Battery charging circuit - can anyone explain?

[Jay_]

http://electronicdesign.com/site-files/electronicdesign.com/files/archive/electronicdesign.com/files/29/1823/figure_01.gif

So let me just start by saying that, I want to understand how to analyze circuits and I would like to find a good source for that. If some one could point to online tutorials, or a website it would be great.

In the above circuit (link) for example, I get the part that we step-down the AC mains, we rectify it and get a 15 V pulsating DC.

Now, I assume capacitor C is to keep it at a constant 15V, right? Though I don't understand how a simple capacitive filter is enough for that. When does it charge, and when does it discharge in this circuit?

Next, could someone explain the role of the diode D1, and the transistor Q1. I mean like what exactly happens with them in the positive and negative half-cycles of AC mains?

The diode will be likeshort if forward biased, and like open if reverse biased. But if we have a rectified DC, so when will the diode be forward biased?

Then after I am done understanding that, we could go to more complicated circuits like this one:

http://www.circuitstoday.com/wp-content/uploads/2008/08/battery-charger-circuit-using-l200.JPG

If someone could elaborate/discuss these circuit (starting with the first) so that I can try and understand it, I would really appreciate. Thanks.

 

[dlgoff]

http://electronicdesign.com/site-files/electronicdesign.com/files/archive/electronicdesign.com/files/29/1823/figure_01.gif

So let me just start by saying that, I want to understand how to analyze circuits and I would like to find a good source for that. If some one could point to online tutorials, or a website it would be great.
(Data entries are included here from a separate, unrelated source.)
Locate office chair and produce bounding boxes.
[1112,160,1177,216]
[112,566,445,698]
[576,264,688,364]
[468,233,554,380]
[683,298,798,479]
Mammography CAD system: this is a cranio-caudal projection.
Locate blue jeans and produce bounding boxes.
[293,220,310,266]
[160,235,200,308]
In the above circuit (link) for example, I get the part that we step-down the AC mains, we rectify it and get a 15 V pulsating DC.

Now, I assume capacitor C is to keep it at a constant 15V, right? Though I don't understand how a simple capacitive filter is enough for that. When does it charge, and when does it discharge in this circuit?
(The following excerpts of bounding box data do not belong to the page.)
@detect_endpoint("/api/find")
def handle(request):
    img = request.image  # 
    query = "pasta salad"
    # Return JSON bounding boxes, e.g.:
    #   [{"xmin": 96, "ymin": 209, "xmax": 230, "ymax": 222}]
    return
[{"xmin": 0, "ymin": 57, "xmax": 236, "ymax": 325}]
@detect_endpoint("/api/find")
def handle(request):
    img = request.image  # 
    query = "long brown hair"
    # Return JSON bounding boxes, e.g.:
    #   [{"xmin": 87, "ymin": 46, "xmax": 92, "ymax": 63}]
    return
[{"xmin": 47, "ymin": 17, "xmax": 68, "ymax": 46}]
As to the capacitor, this little applet might help.

http://www.falstad.com/circuit/e-fullrectf.html

 

[Averagesupernova]

The transistor turns the relay coil on and off. The diode is there to protect the rest of the circuit from the voltage spike generated by the relay coil when the transistor turns off. I would guess that you didn't recognize the relay coil. That is one of the first steps in being able to understand schematics. Know what each part is.

 

[hisham.i]

Hi Jay
First the 220v ac voltage is stepped down and rectified by bridge B1, then filtered to be almost dc by using the capacitor C1.

Now, I assume capacitor C is to keep it at a constant 15V, right? Though I don't understand how a simple capacitive filter is enough for that. When does it charge, and when does it discharge in this circuit?
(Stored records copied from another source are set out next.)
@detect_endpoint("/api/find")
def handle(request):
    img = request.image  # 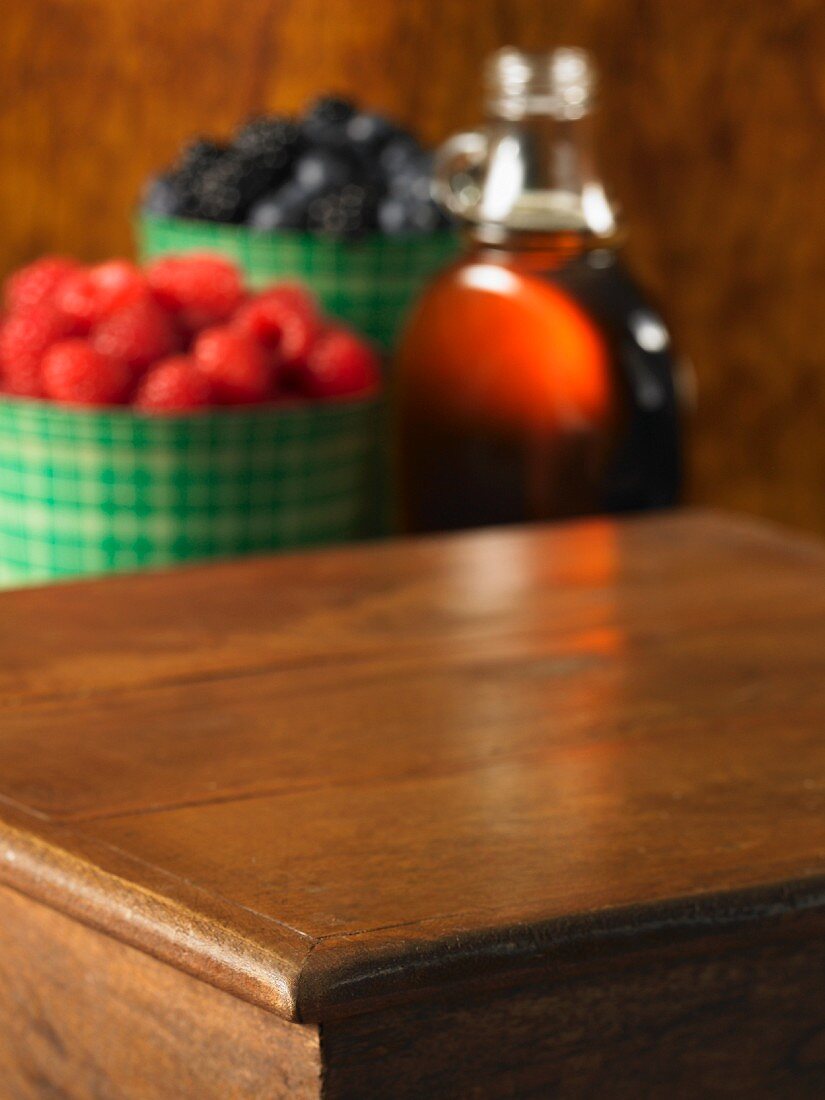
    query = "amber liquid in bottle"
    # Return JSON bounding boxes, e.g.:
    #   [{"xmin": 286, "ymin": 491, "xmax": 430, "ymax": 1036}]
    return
[{"xmin": 397, "ymin": 46, "xmax": 682, "ymax": 531}]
Of course there will be ripple in the voltage but this ripple voltage can be calculated and ignored if found very small.
The idea of this circuit is that the resistors (vr1,vr2, r1, r2 ,r3) are forming voltage divider which apply a voltage to between the base and the emitter of the transistor Q1.
When the voltage of the battery is greater than some value (assume 15) the transistor is switched on then the relay is energized so switching the relay switch from closed position to open position. Thus stop charging the battery.
You now can see that when the switch is connected to NO (normally open of the relay) the rheostat vr1 is short circuited by vbat thus making the turn on voltage of the charging state different from that of the turn off of the charging.

But i think there is a problem in the circuit which is when the relay switch is at NC then the voltage applied to the resistors is 15v which means it will switch on the relay and disconnecting the charger.
So i think it should take into consideration the charging current also, so after the voltage battery is 15v and the current is less than some value in mA then disconnect the charger.

 

[vk6kro]

There is a clever hysteresis function in this circuit.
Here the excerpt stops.